I’m one of those people that has always been intrigued with beauty. Every aspect of it. I didn’t play with trucks. I played with Barbies. I did their makeup, I cut their hair, I dressed them up (like baby prostitutes). They may or may not have had one or two sexual experiences in a Barbie convertible. My point is, on the inside I was all girl. On the outside it was a different story. I was not a cute kid. I was chubby. I had a permed mushroom cut. I was wearing skin tight striped neon bike shorts.

I longed to look like my Barbie dolls. I carry this with me still to this day. Don’t get me wrong, I’m not rocking a permed mushroom cut these days, but on the inside I am. Especially since in the past couple of decades there has been an explosion of beauty. Social media has spotlighted it. No one slaps a photo up there with their hair looking like shit where they look ten pounds heavier than they actually are. Those photos are deleted off the old cell phone pretty fucking fast. I’m guilty of this kind of craziness.

So when one of my favorite couples who happens to be made up of two of my best friends asked if I would model a t shirt for one of their web sites I immediately threw up in my mouth. I said yes because for one, the shirt fucking rocks and for two, because I love them. It’s very flattering to have people love you so much that they want to include you in awesome things that they are doing. So it was a no brainer. Then mushroom cut me started pointing out why I had no business doing it. “Where do you get off even thinking you can pull this off?” Said my brain.

I’m fully aware of what I look like. I’m especially fully aware of the flaws. So when do you tell your brain to get the fuck out and embrace an amazing opportunity? Especially when one of the friends who asked me to do this models all of the time and is crazy beautiful. She is also one of my biggest fans. Always pushing me to do things that she knows that I’m not comfortable with. She see’s beauty and potential in me that I don’t. It’s no different for me than when I started this site. She is actually my branding manager and handles my stress case melt downs on the daily. It’s very hard for me to put my personal thoughts out there to be judged. Once they are out, you can’t back peddle. You have to own it. And everyone has a different opinion on how things should be done. Whenever someone new likes my Good As Gold Living page I have to go stand in the kitchen and have an anxiety attack. I love that people are enjoying it so far, but that damn mushroom cut me keeps asking why.

My brain is always something I’ve been able to stand behind. I like the way I think. Looks and self esteem however, has not been my strong suit for quite a while. Like most women I’m always second guessing myself. I think that’s why I enjoy fashion so much. For some reason I can detach myself from what people think about what I’m wearing. If I like it I’m wearing it, end of story. No matter what others opinions may be.

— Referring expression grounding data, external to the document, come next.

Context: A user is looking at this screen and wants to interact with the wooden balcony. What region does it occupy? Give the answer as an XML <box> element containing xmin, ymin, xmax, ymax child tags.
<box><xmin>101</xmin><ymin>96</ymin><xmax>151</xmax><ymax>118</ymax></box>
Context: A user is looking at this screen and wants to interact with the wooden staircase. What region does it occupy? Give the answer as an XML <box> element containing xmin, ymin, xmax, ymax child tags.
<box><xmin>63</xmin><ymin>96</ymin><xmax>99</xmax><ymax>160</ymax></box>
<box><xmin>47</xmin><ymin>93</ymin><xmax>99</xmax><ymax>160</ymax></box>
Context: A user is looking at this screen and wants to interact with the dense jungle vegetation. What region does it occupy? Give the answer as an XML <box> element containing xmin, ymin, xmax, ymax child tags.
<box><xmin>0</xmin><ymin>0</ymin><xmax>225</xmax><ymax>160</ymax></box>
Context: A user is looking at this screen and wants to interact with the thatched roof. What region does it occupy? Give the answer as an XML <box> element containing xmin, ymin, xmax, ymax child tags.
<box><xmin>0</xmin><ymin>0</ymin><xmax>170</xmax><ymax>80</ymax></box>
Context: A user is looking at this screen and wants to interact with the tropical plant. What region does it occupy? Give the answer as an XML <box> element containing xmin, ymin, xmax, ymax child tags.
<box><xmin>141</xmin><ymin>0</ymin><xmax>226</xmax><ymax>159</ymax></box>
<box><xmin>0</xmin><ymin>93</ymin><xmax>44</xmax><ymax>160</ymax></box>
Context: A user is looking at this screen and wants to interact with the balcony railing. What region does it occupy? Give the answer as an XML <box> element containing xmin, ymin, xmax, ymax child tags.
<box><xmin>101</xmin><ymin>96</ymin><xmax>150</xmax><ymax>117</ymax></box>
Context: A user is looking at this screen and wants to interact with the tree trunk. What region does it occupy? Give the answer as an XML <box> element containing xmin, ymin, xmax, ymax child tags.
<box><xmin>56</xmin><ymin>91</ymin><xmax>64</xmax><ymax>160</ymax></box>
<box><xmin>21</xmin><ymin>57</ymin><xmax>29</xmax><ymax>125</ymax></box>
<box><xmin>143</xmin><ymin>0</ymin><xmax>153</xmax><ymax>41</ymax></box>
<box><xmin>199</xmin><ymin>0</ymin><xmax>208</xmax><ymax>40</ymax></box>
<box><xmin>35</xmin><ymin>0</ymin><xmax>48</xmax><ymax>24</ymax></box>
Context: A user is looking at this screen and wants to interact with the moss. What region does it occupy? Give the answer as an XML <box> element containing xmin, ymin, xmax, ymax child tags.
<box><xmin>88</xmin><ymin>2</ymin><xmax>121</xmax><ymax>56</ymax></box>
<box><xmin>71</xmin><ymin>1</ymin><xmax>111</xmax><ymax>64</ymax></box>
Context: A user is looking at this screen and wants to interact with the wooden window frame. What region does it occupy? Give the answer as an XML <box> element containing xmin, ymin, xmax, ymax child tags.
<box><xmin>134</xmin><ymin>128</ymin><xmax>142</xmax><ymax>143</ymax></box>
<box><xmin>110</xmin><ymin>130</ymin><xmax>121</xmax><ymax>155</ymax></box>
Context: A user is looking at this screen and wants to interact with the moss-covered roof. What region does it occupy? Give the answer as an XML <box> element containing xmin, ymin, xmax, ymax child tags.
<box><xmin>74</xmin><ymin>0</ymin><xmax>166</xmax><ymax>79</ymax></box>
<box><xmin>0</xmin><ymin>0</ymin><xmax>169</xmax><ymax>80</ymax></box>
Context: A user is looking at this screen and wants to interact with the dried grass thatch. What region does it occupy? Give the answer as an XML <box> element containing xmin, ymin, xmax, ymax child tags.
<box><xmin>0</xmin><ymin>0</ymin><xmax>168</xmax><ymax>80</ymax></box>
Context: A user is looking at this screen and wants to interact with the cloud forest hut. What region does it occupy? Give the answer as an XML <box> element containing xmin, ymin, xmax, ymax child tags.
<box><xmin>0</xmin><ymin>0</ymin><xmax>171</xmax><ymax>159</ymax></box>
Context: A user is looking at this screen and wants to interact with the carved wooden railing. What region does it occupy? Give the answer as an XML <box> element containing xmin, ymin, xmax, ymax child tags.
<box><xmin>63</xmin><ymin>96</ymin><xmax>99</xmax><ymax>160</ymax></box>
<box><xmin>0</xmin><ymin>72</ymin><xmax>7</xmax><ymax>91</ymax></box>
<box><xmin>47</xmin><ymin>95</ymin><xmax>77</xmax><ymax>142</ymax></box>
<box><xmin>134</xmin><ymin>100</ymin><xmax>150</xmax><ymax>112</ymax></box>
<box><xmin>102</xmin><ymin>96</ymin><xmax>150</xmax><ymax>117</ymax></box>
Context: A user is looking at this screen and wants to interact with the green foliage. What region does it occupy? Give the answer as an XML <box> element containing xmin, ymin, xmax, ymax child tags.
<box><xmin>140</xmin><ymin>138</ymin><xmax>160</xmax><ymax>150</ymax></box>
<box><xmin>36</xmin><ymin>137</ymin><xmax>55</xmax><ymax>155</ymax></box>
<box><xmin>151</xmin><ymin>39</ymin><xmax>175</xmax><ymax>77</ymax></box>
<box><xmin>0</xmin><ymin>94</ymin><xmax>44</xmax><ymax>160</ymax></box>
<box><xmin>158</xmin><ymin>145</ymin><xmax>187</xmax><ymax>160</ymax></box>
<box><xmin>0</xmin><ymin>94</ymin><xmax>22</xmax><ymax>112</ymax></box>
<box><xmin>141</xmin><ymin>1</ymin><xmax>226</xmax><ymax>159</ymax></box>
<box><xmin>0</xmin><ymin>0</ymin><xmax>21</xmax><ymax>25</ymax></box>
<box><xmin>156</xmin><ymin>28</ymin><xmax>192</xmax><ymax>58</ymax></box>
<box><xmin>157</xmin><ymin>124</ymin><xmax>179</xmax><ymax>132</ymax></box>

I keep telling myself that beauty is subjective. Everyone considers something different to be beautiful. I for one happen to come across lots of different looks, and I always take something positive away. I love dark hair. I love tattoos on women. I love all body types and shapes. I love eyes that look caring and kind. I look at my group of girlfriends and I can’t help but think that they are some of the most beautiful women I’ve ever come across. They all have different looks, but I feel like Hugh Hefner when we all get together. Seriously, I have amazingly beautiful friends.

So here is my plan. I’m going to attempt to embrace the things that I like about myself. All two of them (LOL!). I’m going to try to have these photos taken with self confidence and try to not worry about how my thighs look. I swear its going to be an uphill battle. Even my body works against me in photos. I’m naturally awkward so have fun posing me, and my one eye decides to shut down and close in three quarters of my photos. Awesome. So I might actually die inside. But I’m gonna give it a try. Maybe I will surprise myself……that’s not likely because god never misses an opportunity with me. I figure though that if it doesn’t kill me ( which it actually might) that maybe it will quiet down that minky mushroom cut kid.

At the end of the day I’m smart enough to realize that I am not, nor will I ever be a Barbie doll. I’m also honest enough to admit that it makes me sad. And even if I did, I would probably never realize it anyway. There would still be something that I didn’t like. So I’m going to give it a shot. I’m figuring I can get through it with a little beer and a lot of humor (or vice versa, I’m not sure what the amount of each needed will be). Whatever the case may be, at least I’m going to give it a try. We have to be willing to listen to other people when they give you a compliment. It’s hard for me to not retort “yeah right” when someone tells me that I look nice, but I’m trying.

So wish me luck. Best case scenario is these photos won’t come out looking like my one eye is closed in all of them. The worst case is that they just don’t use the damn things and I have something for all of you to read about. Either way, I’m grateful for the opportunity. Hopefully one of these days I can quiet the little permed mushroom cut girl inside of me. Until then though, I’m just going to try the best that I can to gracefully take a compliment and enjoy the things that I do love about myself. Things can always be so much worse, so be grateful for what you have.